Alzando e abbassando la temperatura, tra le sdegnate proteste degli umani che
vi abitano, lo spettro del termostato agisce in strana, ma implacabile sintonia
con le preferenze che anche le ricerche scientifiche ormai confermano: i maschi
preferiscono generalmente il freddo, le femmine il caldo. Ma poiché non si può sposare una ricerca
scientifica, né esiste una sentenza definitiva sulla temperatura ideale, la
soggettività delle persone prevale. E quei 24 gradi che a qualcuno, come a me,
sembrano il Tropico, a un altro, o a un’altra, scatenano brividi Antartici.

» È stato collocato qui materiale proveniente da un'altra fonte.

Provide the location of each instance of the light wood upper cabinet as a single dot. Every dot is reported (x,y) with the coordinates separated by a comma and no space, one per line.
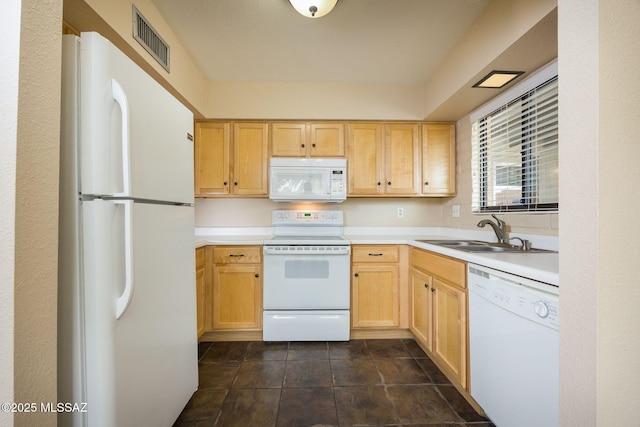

Furono appunto 24,4 gradi centigradi, pari a 76 dei gradi Fahrenheit usati in
America, la temperatura che un folletto in carne e ossa, il Presidente Jimmy
Carter, fissò come livello inflessibile in tutti gli edifici, le caserme, gli
uffici federali dopo la prima grande crisi del petrolio negli anni ’70. Era una
misura ragionevole, rispetto al clima da banco dei surgelati che allora regnava
negli edifici e nei supermarket americani, ma parbe un diktat che scatenò
sudorazioni incontenibili negli uomini e geloni nelle donne. Sarebbe, questo
dibattito sulla climatizzazione, un dilemma irrisolvibile, se non fosse
arrivato in questi giorni di una fine estate ancora una volta rovente, il
lavoro un po’ dispettoso condotto da un ricercatore di Harvard – mica
bruscolini – sulle conseguenze della temperatura sugli studenti. Ricerca dalla
quale si evince che il caldo ha effetti negativi sulla produttività e sul
lavoro, manuale come intellettuale. (..). Quando il termometro saliva oltre i
30 gradi centigradi, i poveri studenti ne uscivano con le massime percentuali
di respinti. Chi ha la sfortuna di sostenere quell’esame nelle giornate più
calde ha il 20 per cento di possibilità in meno di farcela. Gli stessi effetti
negativi della calura sono stati notati nelle scuole elementari pubbliche, dove
l’aria condizionata è spesso più un rumoroso accessorio che una fonte di
refrigerio e di deumidificazione. A parità di condizioni sociali, famigliari e
di ambiente culturale, i bambini accaldati rendono meno dei bambini più
freschi. (..). Per climatizzare gli ambienti chiusi, le case, gli uffici, gli
alberghi costruiti come scatole sigillate ed evitare di bollirci dentro, i
compressori dei condizionatori devono lavorare duro e consumare quella energia
che contribuisce al riscaldamento generale, in un “loop, in un circolo vizioso,
che ora anche nazioni del Tropico contribuiscono ad alimentare. Per stare più
freschi generiamo più caldo: quel caldo
che, anche salendo solo di pochi gradi, uccide. In India, calcola l’Organizzazione
Mondiale della salute, l’aumento di un solo grado centigrado della temperatura
media generale produce un aumento del 10 per cento nella mortalità. Lascerò
quindi copie di queste ricerche e del New Times che le ha pubblicate
sparpagliate in giro per casa, nella speranza, lo preciso per il folletto del
termostato (che non sono io, sia ben chiaro, lo preciso per mia moglie che
legge questa rubrica) si commuova e nella notte abbassi la temperatura di un
grado. Non l’ho mai visto all’opera, ma sono sicuro che sa leggere.